The construction of mathematical models of metabolic networks involving the integration of distributed data can be implemented as Taverna workflows. Automation of these processes provides systematic support for model creation, parameterisation, calibration and simulation, and thus reduces errors or inconsistencies occurring from the manual mapping and tracking of data between information repositories and models. These workflows rely on reaction data which were provided by a community effort to develop a consensus network of metabolism in yeast which met established systems biology standards in the form of SBML and MIRIAM .
The construction of models is normally a lengthy and labour-intensive process requiring the manual input of data for each biochemical reaction . This is also true when use is made of applications such as Cell Designer and COPASI which support the modelling of biological systems. Parameterised models can be semi-automatically created using online tools such as SYCAMORE, Systems biology's Computational Analysis and Modeling Research Environment, based on the selection of a set of reactions from SABIO-RK , which can then be used in simulations.

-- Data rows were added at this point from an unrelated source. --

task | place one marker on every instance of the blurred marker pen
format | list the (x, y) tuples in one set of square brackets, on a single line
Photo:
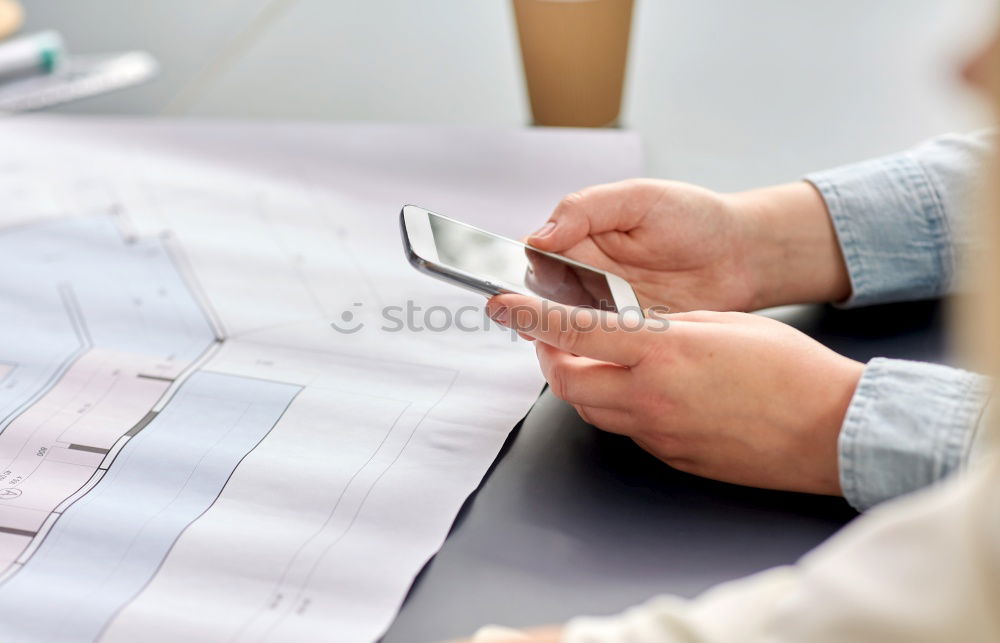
[(38, 53)]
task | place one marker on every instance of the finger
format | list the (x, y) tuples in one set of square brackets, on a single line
[(616, 421), (555, 280), (581, 380), (594, 210), (580, 331)]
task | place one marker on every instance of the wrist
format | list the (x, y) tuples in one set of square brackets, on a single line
[(790, 249)]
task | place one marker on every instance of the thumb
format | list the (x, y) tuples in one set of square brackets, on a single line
[(594, 210)]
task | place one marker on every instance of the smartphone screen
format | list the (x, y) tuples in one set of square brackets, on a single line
[(519, 268)]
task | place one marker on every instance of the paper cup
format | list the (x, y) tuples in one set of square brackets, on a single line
[(574, 54)]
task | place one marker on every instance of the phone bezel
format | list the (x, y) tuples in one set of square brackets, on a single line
[(421, 251)]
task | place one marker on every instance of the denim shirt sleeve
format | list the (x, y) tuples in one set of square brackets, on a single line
[(908, 425), (900, 219)]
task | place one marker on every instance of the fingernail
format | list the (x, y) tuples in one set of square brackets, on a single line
[(500, 314), (545, 230)]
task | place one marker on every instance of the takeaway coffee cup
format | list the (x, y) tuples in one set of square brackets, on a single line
[(574, 54)]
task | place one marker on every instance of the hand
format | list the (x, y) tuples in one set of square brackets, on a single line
[(689, 248), (730, 396)]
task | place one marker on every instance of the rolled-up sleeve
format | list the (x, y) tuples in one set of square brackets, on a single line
[(900, 219), (908, 425)]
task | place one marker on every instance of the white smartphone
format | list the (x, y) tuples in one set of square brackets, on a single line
[(490, 264)]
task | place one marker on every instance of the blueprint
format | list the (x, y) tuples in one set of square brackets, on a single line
[(229, 409)]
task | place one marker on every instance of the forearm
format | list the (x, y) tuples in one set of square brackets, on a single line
[(888, 229), (792, 247)]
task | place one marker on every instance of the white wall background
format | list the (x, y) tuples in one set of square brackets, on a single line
[(728, 93)]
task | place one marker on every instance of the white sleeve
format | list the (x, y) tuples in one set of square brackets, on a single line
[(922, 568)]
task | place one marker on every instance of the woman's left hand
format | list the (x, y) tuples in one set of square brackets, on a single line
[(730, 396)]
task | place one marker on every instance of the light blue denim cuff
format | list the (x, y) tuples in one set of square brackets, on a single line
[(909, 424), (893, 229)]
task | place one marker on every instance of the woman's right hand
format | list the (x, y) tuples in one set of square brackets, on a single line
[(689, 248)]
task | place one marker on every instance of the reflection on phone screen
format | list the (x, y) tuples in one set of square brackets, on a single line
[(518, 268)]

The way models are constructed in these tools differs from our workflows, which relieve the need for manual entry of data by automatically building an SBML model based on some criteria, such as a list of metabolic enzymes, provided by the user (Figure 3). The resulting SBML model is annotated according to MIRIAM guidelines and this makes it possible for kinetics from SABIO-RK to be systematically integrated into SBML models by the parameterisation workflow (Figure 4). These SBML models provide a starting point for the construction of mathematical models for biological systems, and adherence to standards means that the workflows can consume models developed using other approaches, and that the models produced can be consumed by existing tools.
Previously, the manual assembly of models in systems biology has been preferred due to issues with combining distributed data sources and tools . However, online and downloadable applications can integrate the use of tools and data, for example, the BioModels database  can run simulations of the SBML models stored in it via an interface to JWS online . Models constructed using SYCAMORE can also be used in simulations by way of its interoperation with COPASI and ProMOT . A set of Java programs have also been developed by Radrich et al., (2010) to integrate data from KEGG and AraCyc to reconstruct qualitative genome-scale models of Arabidopsis thaliana . In addition, a Java application called MetaCrop has been developed by Weise et al., (2009) to reconstruct quantitative models of metabolic pathways for plants which can then be simulated using COPASI . Furthermore, a software tool called GRaPe can parameterise the kinetics of reactions and integrate gene expression and protein levels into models for simulation using the SBML ODE Solver in CellDesigner . This current work appears to be a novel application of using computational workflows for the construction, parameterisation, calibration and simulation of metabolic models. The advantage of using workflows is the interoperability of tools and databases by the loose coupling offered through the use of computational resources which have been deployed as web services. Moreover, workflows provide an explicit record of the steps involved in the construction and parameterisation of a model that can be shared for use with the systems biology community.
The enactment of a workflow by Taverna generates provenance to provide a record of the intermediate data that have been integrated into a SBML model which is generally not recorded during the manual construction of models. Using this provenance, we have examined the performance of our workflows. The execution times for both the qualitative modelling and parameterisation workflows were found to increase in a broadly linear fashion with increasing number of reactions (Additional file 3). Using glycolysis as a model test case, the parameterisation workflow took the longest time to execute at 3 min 42 s, followed by the qualitative modelling workflow which took 44.9 s on average. The calibration workflow required approximately 22 seconds to complete, whilst the simulation workflow was the fastest to enact at 6 s. The reason as to why the parameterisation workflow is the bottleneck in these workflows is due to the fact that a large number of queries has to be made to the SABIO-RK database in order to retrieve identifiers to reactions for each metabolite and enzyme for every reaction in the qualitative SBML model. These reaction identifiers are then used to perform a query to identify reaction kinetics stored in SABIO-RK that can be mapped onto reactions in the qualitative SBML model.
Our system for implementing data integration processes as workflows highlighted various data integration issues in systems biology. For example, enzyme kinetics data were not available for every reaction even in a well-studied system such as yeast glycolysis. This required failsafe measures to be undertaken by the parameterisation workflow through the substitution of mass action kinetics in these reactions. Discrepancies were also found between the list of reactants and products in reactions from the consensus model of yeast metabolism compared with those in SABIO-RK. This appears to have arisen from the charge balancing of reactions in the consensus model which caused problems with integrating data from SABIO-RK in our workflows. Inconsistent referencing of metabolites with database identifiers between web services can also hinder the automatic assembly of models. This can lead to anomalous models being built which therefore requires the careful checking of results between each workflow enactment. Future work will enhance the current set of workflows. The criteria against which models can be constructed will be expanded to use, for example, terms from the Gene Ontology  so that models for specific biological processes can be generated. A set of workflows will also be developed for the validation of results from systems biology models by their comparison with experimental data.